As this just happened a moment ago…

“No response from server on status set” is the actual error I get. Reloading webchat inside Tomcat fixxes the issue.

This is the actual error message that we get…

Online Chat Service

Our chat service is unavailable at this time. Please check back soon.

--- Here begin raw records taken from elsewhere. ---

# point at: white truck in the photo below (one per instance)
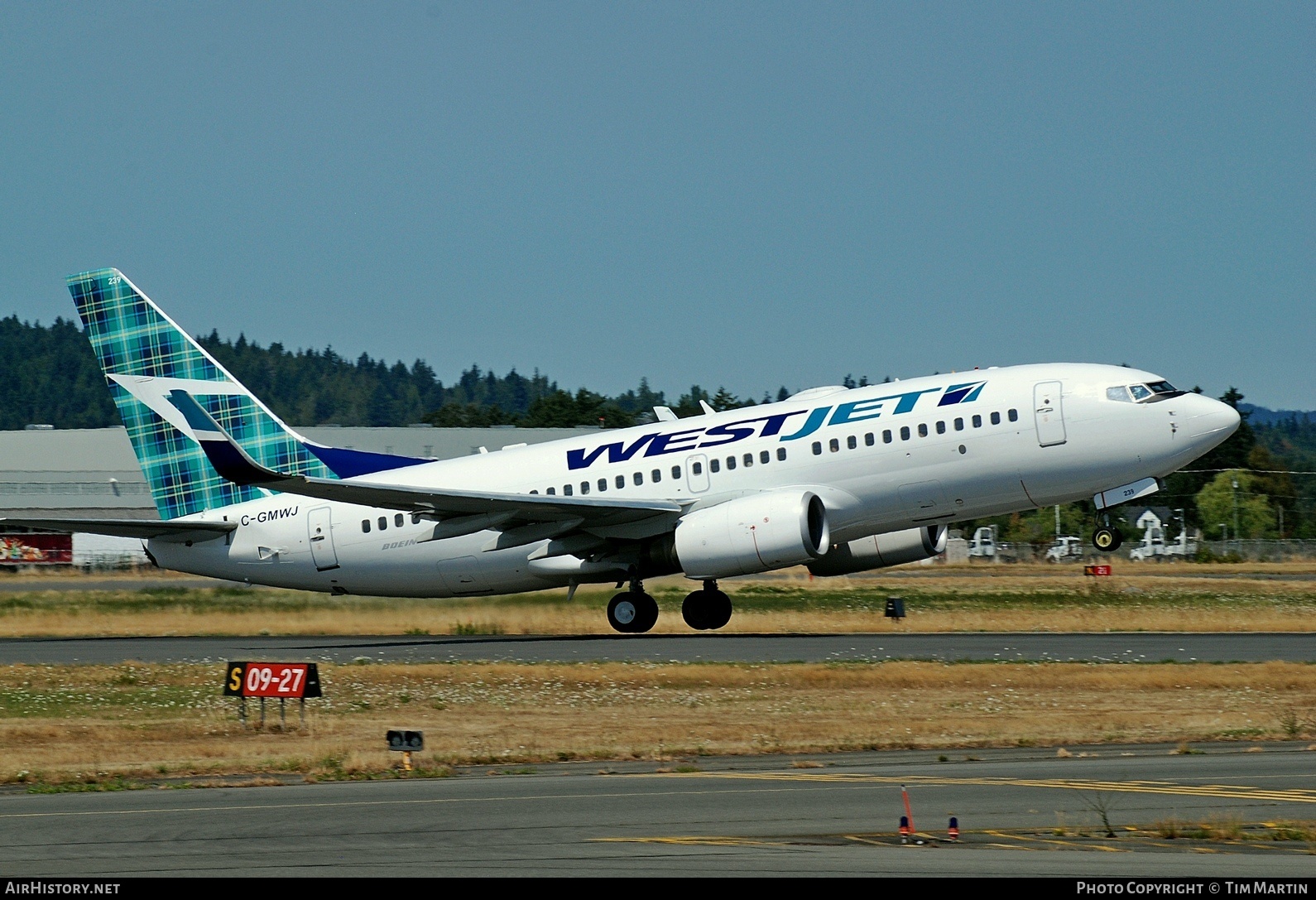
(1153, 546)
(983, 544)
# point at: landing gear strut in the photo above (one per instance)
(707, 609)
(1107, 538)
(633, 612)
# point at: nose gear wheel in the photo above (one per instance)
(1107, 540)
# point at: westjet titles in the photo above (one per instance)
(845, 413)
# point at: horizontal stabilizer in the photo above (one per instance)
(232, 462)
(138, 528)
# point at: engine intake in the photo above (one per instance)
(882, 551)
(753, 535)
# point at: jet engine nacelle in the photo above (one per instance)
(882, 551)
(753, 535)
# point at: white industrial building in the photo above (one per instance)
(93, 473)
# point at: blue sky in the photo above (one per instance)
(741, 195)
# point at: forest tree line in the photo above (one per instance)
(53, 378)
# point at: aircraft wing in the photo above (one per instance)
(138, 528)
(231, 461)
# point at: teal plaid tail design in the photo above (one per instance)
(145, 355)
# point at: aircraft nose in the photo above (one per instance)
(1213, 420)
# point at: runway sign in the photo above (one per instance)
(261, 679)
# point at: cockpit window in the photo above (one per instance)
(1149, 392)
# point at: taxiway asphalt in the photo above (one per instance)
(1021, 812)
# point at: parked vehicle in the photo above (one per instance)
(1065, 547)
(983, 544)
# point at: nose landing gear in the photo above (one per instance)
(1107, 538)
(633, 612)
(707, 609)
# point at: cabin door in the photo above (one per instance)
(321, 538)
(1048, 413)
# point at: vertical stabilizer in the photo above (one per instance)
(145, 357)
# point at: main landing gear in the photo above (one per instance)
(707, 609)
(633, 612)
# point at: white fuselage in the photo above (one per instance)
(883, 458)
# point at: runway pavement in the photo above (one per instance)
(1021, 812)
(1137, 647)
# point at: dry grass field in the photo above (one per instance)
(98, 724)
(91, 727)
(1155, 598)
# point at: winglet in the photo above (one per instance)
(228, 458)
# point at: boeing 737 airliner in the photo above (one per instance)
(840, 480)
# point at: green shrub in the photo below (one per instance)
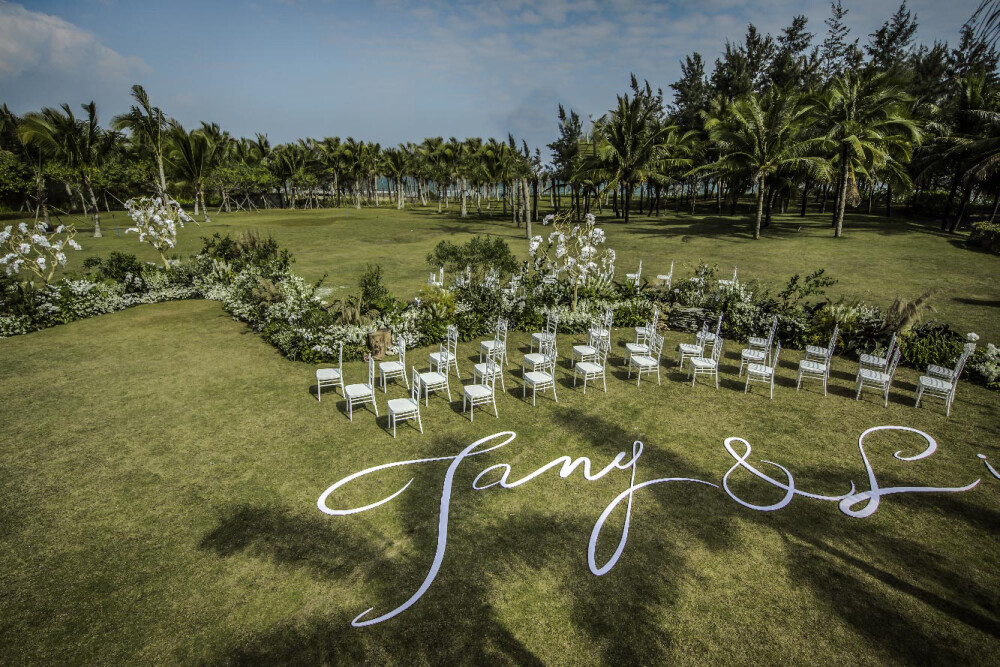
(480, 254)
(985, 235)
(931, 343)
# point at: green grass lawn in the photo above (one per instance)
(161, 467)
(877, 260)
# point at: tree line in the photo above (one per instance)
(832, 124)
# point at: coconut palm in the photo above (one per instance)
(867, 122)
(762, 135)
(80, 144)
(148, 127)
(629, 142)
(193, 156)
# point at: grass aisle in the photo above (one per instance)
(161, 466)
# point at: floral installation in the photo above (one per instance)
(156, 222)
(574, 251)
(36, 250)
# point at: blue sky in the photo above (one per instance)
(385, 70)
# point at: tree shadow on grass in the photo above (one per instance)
(855, 572)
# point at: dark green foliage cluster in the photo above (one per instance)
(931, 343)
(481, 254)
(249, 249)
(985, 235)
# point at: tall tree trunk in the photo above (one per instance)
(628, 201)
(760, 208)
(163, 179)
(93, 204)
(41, 198)
(464, 206)
(963, 206)
(838, 214)
(204, 206)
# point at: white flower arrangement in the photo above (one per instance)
(156, 222)
(574, 251)
(34, 249)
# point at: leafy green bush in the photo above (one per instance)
(249, 249)
(985, 235)
(984, 366)
(119, 267)
(480, 254)
(931, 343)
(374, 294)
(861, 326)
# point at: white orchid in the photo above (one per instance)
(574, 250)
(157, 223)
(34, 248)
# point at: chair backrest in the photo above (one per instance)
(891, 370)
(774, 331)
(892, 346)
(603, 346)
(833, 342)
(549, 352)
(656, 346)
(717, 349)
(489, 379)
(960, 364)
(415, 385)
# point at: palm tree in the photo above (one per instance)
(33, 155)
(395, 162)
(148, 126)
(761, 135)
(193, 156)
(629, 141)
(867, 121)
(80, 144)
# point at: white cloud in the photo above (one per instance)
(35, 42)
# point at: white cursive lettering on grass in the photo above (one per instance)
(498, 475)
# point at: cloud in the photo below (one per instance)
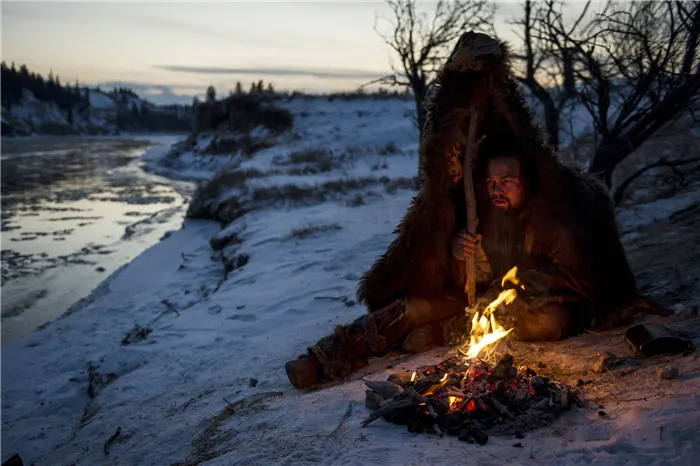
(333, 73)
(159, 94)
(226, 35)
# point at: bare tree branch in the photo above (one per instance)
(422, 39)
(663, 162)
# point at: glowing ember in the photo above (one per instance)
(476, 399)
(485, 328)
(452, 400)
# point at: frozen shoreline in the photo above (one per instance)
(209, 337)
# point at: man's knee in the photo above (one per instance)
(546, 323)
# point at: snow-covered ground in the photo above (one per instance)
(206, 382)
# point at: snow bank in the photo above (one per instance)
(207, 384)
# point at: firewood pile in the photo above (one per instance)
(469, 399)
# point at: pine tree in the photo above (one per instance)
(211, 93)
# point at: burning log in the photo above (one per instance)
(471, 399)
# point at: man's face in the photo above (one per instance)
(503, 183)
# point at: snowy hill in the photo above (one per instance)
(182, 351)
(104, 113)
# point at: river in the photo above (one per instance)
(74, 210)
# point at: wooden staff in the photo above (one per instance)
(472, 219)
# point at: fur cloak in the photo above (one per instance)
(418, 261)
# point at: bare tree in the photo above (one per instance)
(422, 42)
(547, 68)
(637, 66)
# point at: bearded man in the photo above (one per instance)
(555, 223)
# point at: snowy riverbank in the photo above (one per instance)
(212, 341)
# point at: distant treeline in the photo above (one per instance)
(260, 89)
(130, 112)
(13, 80)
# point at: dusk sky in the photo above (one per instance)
(180, 47)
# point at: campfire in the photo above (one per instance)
(469, 396)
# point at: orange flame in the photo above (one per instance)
(485, 328)
(471, 406)
(452, 400)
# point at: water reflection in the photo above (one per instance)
(78, 204)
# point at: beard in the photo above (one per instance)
(503, 230)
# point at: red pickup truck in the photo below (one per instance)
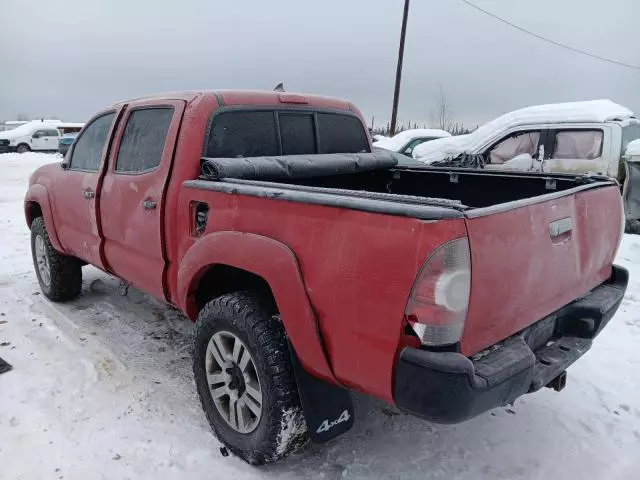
(313, 266)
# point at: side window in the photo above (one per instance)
(87, 150)
(143, 140)
(629, 133)
(577, 144)
(408, 150)
(243, 134)
(519, 143)
(341, 134)
(297, 133)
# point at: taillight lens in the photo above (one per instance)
(437, 306)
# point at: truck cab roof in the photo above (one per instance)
(249, 97)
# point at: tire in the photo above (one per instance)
(23, 148)
(59, 276)
(280, 427)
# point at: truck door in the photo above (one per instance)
(75, 195)
(132, 195)
(580, 150)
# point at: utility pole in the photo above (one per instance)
(396, 91)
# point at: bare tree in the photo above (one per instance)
(441, 113)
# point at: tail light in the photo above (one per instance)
(437, 306)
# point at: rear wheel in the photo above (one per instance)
(59, 276)
(245, 379)
(23, 148)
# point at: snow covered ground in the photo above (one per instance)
(102, 389)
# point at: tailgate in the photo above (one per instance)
(531, 257)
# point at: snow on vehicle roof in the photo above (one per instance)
(633, 148)
(596, 111)
(401, 139)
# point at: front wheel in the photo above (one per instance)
(59, 276)
(245, 379)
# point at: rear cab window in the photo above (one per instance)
(143, 140)
(257, 133)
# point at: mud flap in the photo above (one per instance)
(327, 408)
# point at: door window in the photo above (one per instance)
(143, 140)
(87, 150)
(577, 144)
(519, 143)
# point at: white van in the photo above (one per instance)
(37, 136)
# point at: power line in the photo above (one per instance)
(548, 40)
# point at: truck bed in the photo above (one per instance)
(536, 242)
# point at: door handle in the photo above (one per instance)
(149, 204)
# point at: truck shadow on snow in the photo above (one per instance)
(146, 335)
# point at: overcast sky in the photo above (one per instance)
(69, 58)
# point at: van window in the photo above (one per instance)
(87, 151)
(519, 143)
(629, 133)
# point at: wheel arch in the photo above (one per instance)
(36, 204)
(222, 261)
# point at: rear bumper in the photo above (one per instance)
(447, 387)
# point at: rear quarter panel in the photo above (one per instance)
(357, 267)
(519, 275)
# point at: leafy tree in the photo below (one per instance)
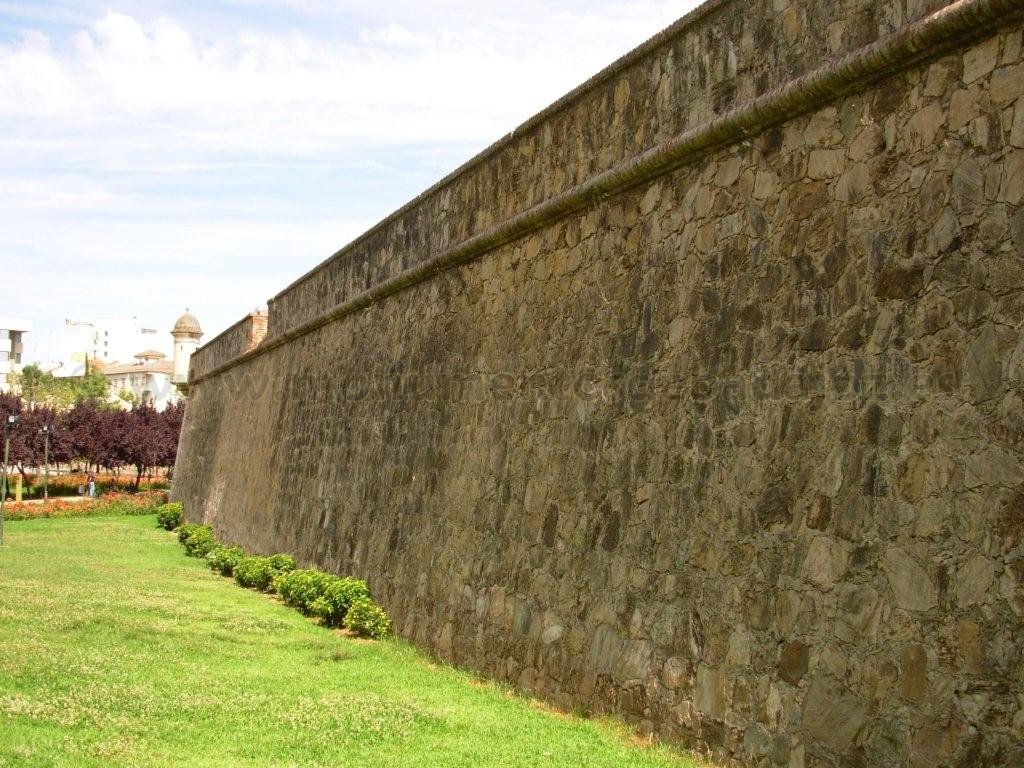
(96, 434)
(40, 387)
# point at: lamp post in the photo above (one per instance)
(10, 424)
(46, 462)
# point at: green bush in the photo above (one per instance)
(367, 619)
(186, 530)
(169, 515)
(223, 559)
(320, 594)
(259, 572)
(200, 542)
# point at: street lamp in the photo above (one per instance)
(46, 462)
(11, 423)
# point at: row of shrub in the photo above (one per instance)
(108, 504)
(74, 484)
(336, 601)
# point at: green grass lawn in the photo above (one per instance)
(116, 649)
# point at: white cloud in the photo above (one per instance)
(209, 158)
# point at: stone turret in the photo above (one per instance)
(186, 333)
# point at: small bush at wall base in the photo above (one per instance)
(367, 619)
(223, 559)
(169, 515)
(259, 572)
(320, 594)
(335, 600)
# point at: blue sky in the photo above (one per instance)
(158, 155)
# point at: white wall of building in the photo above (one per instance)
(105, 340)
(11, 345)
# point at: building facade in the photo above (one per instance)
(11, 348)
(153, 379)
(102, 340)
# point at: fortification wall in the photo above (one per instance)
(729, 442)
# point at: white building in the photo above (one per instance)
(152, 379)
(146, 381)
(186, 333)
(11, 347)
(102, 340)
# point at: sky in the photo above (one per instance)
(157, 156)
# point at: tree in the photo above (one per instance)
(144, 442)
(40, 387)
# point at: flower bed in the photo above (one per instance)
(109, 504)
(69, 484)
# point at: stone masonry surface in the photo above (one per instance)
(736, 453)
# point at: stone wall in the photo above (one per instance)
(734, 450)
(236, 341)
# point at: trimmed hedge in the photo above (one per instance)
(259, 572)
(320, 594)
(367, 619)
(223, 559)
(169, 515)
(336, 601)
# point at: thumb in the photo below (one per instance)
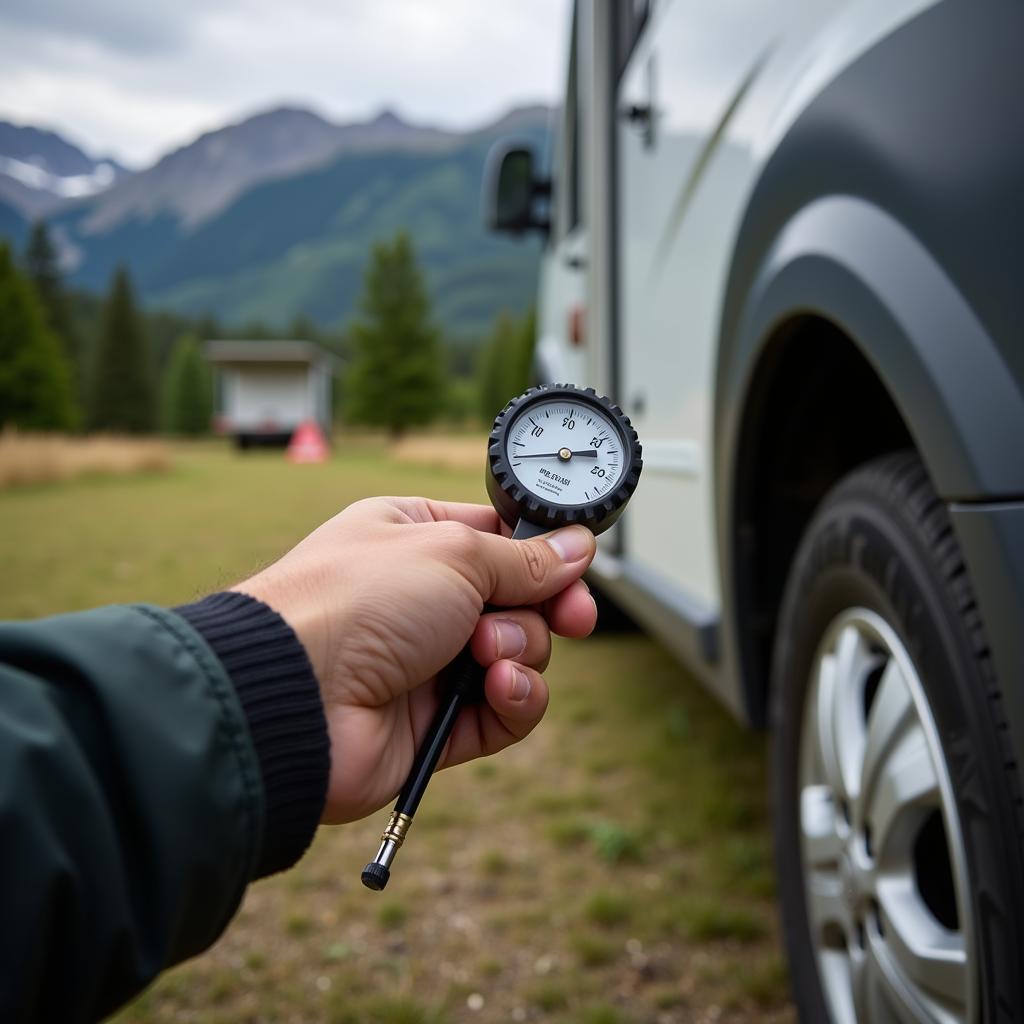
(527, 571)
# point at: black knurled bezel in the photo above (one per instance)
(513, 502)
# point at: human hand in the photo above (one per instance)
(386, 593)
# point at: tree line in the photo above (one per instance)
(70, 361)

No response from server on status set.: at com.jivesoftware.smack.workgroup.user.Workgroup.getWorkgroupForm(Unknown Source) at org.apache.jsp.userinfo_jsp._jspService(userinfo_jsp.java:91) at org.apache.jasper.runtime.HttpJspBase.service(HttpJspBase.java:97) at javax.servlet.http.HttpServlet.service(HttpServlet.java:802) at org.apache.jasper.servlet.JspServletWrapper.service(JspServletWrapper.java:334) at org.apache.jasper.servlet.JspServlet.serviceJspFile(JspServlet.java:314) at org.apache.jasper.servlet.JspServlet.service(JspServlet.java:264) at javax.servlet.http.HttpServlet.service(HttpServlet.java:802) at org.apache.catalina.core.ApplicationFilterChain.internalDoFilter(ApplicationFil terChain.java:252) at org.apache.catalina.core.ApplicationFilterChain.doFilter(ApplicationFilterChain .java:173) at com.jivesoftware.webchat.SetCharacterEncodingFilter.doFilter(SetCharacterEncodi ngFilter.java:44) at org.apache.catalina.core.ApplicationFilterChain.internalDoFilter(ApplicationFil terChain.java:202) at org.apache.catalina.core.ApplicationFilterChain.doFilter(ApplicationFilterChain .java:173) at com.jivesoftware.webchat.SetupFilter.doFilter(SetupFilter.java:91) at org.apache.catalina.core.ApplicationFilterChain.internalDoFilter(ApplicationFil terChain.java:202) at org.apache.catalina.core.ApplicationFilterChain.doFilter(ApplicationFilterChain .java:173) at org.apache.catalina.core.StandardWrapperValve.invoke(StandardWrapperValve.java: 213) at org.apache.catalina.core.StandardContextValve.invoke(StandardContextValve.java: 178) at org.apache.catalina.core.StandardHostValve.invoke(StandardHostValve.java:126) at org.apache.catalina.valves.ErrorReportValve.invoke(ErrorReportValve.java:105) at org.apache.catalina.core.StandardEngineValve.invoke(StandardEngineValve.java:10 7) at org.apache.catalina.connector.CoyoteAdapter.service(CoyoteAdapter.java:148) at org.apache.coyote.http11.Http11Processor.process(Http11Processor.java:869) at org.apache.coyote.http11.Http11BaseProtocol$Http11ConnectionHandler.processConn ection(Http11BaseProtocol.java:664) at org.apache.tomcat.util.net.PoolTcpEndpoint.processSocket(PoolTcpEndpoint.java:5 27) at org.apache.tomcat.util.net.LeaderFollowerWorkerThread.runIt(LeaderFollowerWorke rThread.java:80) at org.apache.tomcat.util.threads.ThreadPool$ControlRunnable.run(ThreadPool.java:6 84) at java.lang.Thread.run(Thread.java:595)

I just wanted to point out that this is still happening. It just happened right now.

I am having the same problem. Two of my buttons work but the third doesn’t. Has this been resolved yet?